The data collected by an investigator is in raw form and cannot offer any meaningful conclusion; hence, it needs to be organized properly. Therefore, the process of systematically arranging the collected data or raw data so that it can be easy to understand the data is known as organization of data. With the help of organized data, it becomes convenient for the investigator to perform further statistical treatments. The investigator can also compare the mass of similar data if the collected raw data is organized systematically. 

Classification of Data

A method of organization of data for the distribution of raw data into different classes based on their classifications is known as classification of data. In other words, classification of data means converting raw data collected by an investigator into statistical series in a way that provides meaningful conclusions. 

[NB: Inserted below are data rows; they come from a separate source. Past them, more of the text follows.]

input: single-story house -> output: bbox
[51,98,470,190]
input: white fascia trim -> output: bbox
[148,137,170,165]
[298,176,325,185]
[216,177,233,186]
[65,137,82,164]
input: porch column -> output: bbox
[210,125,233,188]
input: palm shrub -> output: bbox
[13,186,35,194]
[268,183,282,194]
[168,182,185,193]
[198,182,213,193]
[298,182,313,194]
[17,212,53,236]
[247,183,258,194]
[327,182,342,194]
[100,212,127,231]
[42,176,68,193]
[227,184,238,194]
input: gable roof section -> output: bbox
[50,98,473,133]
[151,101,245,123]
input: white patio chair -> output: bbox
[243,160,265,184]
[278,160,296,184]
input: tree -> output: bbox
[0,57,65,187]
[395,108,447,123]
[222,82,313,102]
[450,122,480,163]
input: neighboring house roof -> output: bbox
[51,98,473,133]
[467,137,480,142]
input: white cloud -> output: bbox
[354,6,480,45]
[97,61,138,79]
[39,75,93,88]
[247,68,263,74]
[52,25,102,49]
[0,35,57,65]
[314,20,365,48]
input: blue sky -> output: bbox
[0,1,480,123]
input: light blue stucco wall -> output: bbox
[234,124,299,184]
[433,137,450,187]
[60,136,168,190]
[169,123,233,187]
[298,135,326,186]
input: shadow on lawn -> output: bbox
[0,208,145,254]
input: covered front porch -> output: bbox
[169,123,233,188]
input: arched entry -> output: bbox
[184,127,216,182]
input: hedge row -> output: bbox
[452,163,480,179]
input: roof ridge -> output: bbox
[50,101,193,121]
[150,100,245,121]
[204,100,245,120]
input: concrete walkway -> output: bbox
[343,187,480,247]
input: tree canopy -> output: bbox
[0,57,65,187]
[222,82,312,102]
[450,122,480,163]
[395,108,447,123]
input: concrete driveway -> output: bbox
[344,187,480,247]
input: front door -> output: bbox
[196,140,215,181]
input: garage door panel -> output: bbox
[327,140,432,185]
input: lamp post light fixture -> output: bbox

According to Conner, “Classification is the process of arranging things (either actually or notionally) in groups or classes according to their resemblances and affinities, and gives expression to the unity of attributes that may exist amongst a diversity of individuals.”

Based on the definition of classification of data by Conner, the two basic features of this process are:

  • The raw data is divided into different groups. For example, on the basis of marital status, people can be classified as married, unmarried, divorced and engaged.
  • The raw data is classified based on class similarities. All similar units of the raw data are put together in one class. For example, every educated person can be put together in one class and uneducated in another.

Each group or division of the raw data classified on the basis of their similarities is known as Class. 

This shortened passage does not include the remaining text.